The terms borrowed range from religious terminology (like Berber taẓallit "prayer" < salat), academic terms (like Uyghur mentiq "logic"), to everyday conjunctions (like Urdu/Hindi/Punjabi lekin "but".) Most Berber varieties (such as Kabyle), along with Swahili, borrow some numbers from Arabic. Most religious terms used by Muslims around the world are direct borrowings from Arabic, such as ṣalāt 'prayer' and imām 'prayer leader'. In languages not directly in contact with the Arab world, Arabic loanwords are often mediated by other languages rather than being transferred directly from Arabic; for example many older Arabic loanwords in Hausa were borrowed from Kanuri.
Outside the Islamic world, for example in Spanish there are more limited borrowings from Arabic, usually to denote vegetables and other articles in commerce, such as "aubergine", "alcohol" and also some other terms like "admiral" and these mostly came into those languages through Spanish.
Like other European languages, English contains many words derived from Arabic, often through other European languages, especially Spanish Among them is every-day vocabulary like "sugar" (sukkar), "cotton" (quṭn) or "magazine" (maḫāzin). More recognizable are words like "algebra" (al-jabr), "alcohol" (al-kuhūl), "alchemy" ("al-kimiya"), "alkali", "cypher" and "zenith" (see list of English words of Arabic origin).
A more indirect form of influence is the use of certain Latinate words in an unclassical sense, derived from their use in Latin translations of medieval Arabic philosophical works (e.g. those of Averroes), which entered the scholastic vocabulary and later came into normal use in modern languages. Examples are "information" to mean the imparting or acquisition of knowledge (Arabic taṣawwur, mental impression or representation, from a root meaning "form") and "intention" (Arabic macnā, meaning). These words may almost be regarded as calques.

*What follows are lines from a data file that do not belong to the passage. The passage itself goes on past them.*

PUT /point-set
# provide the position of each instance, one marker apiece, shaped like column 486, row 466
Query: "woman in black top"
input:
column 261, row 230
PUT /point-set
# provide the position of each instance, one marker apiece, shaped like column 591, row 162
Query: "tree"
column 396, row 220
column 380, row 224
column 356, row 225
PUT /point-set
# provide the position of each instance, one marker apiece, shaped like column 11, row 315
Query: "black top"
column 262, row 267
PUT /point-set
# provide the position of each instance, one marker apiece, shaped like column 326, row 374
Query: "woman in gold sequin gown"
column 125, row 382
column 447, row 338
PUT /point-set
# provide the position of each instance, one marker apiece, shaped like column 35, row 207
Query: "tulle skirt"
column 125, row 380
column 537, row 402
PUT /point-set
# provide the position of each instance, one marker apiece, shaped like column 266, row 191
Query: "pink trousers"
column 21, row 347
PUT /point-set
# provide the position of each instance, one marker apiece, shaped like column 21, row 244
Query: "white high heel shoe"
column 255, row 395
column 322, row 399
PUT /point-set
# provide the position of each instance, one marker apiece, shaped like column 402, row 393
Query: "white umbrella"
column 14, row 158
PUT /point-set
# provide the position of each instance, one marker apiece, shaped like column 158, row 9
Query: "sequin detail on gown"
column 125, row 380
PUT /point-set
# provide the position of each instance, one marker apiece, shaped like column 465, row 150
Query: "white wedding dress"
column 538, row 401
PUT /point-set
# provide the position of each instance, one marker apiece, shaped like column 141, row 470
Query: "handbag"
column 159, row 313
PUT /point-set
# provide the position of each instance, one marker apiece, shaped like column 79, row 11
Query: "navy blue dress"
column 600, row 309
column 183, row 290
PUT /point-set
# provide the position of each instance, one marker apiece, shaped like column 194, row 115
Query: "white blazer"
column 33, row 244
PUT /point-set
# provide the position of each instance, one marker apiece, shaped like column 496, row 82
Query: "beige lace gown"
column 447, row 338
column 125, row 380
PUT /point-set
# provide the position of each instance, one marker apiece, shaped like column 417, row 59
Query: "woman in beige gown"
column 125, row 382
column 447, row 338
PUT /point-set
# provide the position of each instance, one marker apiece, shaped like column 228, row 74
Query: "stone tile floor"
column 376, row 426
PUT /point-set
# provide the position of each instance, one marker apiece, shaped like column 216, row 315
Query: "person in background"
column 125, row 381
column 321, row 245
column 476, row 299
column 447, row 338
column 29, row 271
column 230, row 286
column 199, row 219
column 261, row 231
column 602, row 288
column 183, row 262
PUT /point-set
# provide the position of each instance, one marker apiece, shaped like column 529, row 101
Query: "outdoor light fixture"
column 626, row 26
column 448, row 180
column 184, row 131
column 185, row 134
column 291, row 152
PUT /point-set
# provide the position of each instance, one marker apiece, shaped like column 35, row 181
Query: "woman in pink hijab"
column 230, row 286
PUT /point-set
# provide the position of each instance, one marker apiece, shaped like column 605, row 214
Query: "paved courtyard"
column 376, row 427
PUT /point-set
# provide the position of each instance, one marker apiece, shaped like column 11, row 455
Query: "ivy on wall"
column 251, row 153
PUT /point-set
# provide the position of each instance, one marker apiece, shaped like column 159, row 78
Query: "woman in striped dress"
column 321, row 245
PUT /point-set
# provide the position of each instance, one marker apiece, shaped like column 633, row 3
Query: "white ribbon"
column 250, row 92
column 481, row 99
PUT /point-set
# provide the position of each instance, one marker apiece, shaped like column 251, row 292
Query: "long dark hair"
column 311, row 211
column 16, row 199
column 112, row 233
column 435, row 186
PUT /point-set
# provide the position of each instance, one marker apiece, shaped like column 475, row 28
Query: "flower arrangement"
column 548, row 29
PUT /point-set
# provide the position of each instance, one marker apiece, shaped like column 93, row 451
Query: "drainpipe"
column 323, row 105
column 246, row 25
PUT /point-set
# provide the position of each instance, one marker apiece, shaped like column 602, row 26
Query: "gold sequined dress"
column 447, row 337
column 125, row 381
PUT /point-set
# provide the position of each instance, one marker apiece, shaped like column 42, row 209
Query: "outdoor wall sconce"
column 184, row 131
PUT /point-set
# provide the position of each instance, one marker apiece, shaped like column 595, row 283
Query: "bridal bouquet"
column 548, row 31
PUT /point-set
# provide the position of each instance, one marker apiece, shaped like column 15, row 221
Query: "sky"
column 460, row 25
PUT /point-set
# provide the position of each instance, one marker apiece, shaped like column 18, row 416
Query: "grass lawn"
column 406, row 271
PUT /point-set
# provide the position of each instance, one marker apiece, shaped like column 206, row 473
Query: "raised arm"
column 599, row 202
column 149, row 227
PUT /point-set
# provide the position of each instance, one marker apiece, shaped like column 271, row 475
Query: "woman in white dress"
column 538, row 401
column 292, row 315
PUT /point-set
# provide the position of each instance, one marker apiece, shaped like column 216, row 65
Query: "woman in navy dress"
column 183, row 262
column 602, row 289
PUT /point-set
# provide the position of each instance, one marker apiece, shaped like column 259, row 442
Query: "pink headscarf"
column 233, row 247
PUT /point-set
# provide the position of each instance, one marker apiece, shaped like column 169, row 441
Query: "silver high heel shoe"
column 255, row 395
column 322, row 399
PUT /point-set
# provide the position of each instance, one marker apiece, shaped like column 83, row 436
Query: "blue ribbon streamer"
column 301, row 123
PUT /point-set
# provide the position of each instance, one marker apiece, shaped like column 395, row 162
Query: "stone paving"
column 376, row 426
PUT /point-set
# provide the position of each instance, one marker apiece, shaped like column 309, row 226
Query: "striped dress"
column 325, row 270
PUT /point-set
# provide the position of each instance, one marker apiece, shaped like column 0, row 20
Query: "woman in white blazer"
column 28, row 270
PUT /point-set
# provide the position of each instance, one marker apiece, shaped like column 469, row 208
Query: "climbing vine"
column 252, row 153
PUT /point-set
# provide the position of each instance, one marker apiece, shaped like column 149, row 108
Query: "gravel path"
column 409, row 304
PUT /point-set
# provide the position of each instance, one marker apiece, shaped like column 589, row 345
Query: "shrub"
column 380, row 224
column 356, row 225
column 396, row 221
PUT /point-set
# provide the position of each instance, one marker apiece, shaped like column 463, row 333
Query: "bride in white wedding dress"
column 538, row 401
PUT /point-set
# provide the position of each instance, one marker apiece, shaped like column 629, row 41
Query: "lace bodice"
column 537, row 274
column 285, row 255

French is widely spoken as a second language in France's former colonies in the Maghreb. Therefore, the list of words that are used or incorporated into the French spoken in this region (as a result of code-switching, convenience or lack of an equivalent term in standard French) is endless. Such arabisms, are accepted within the local context but would not normally be known by non-maghrebi French speakers.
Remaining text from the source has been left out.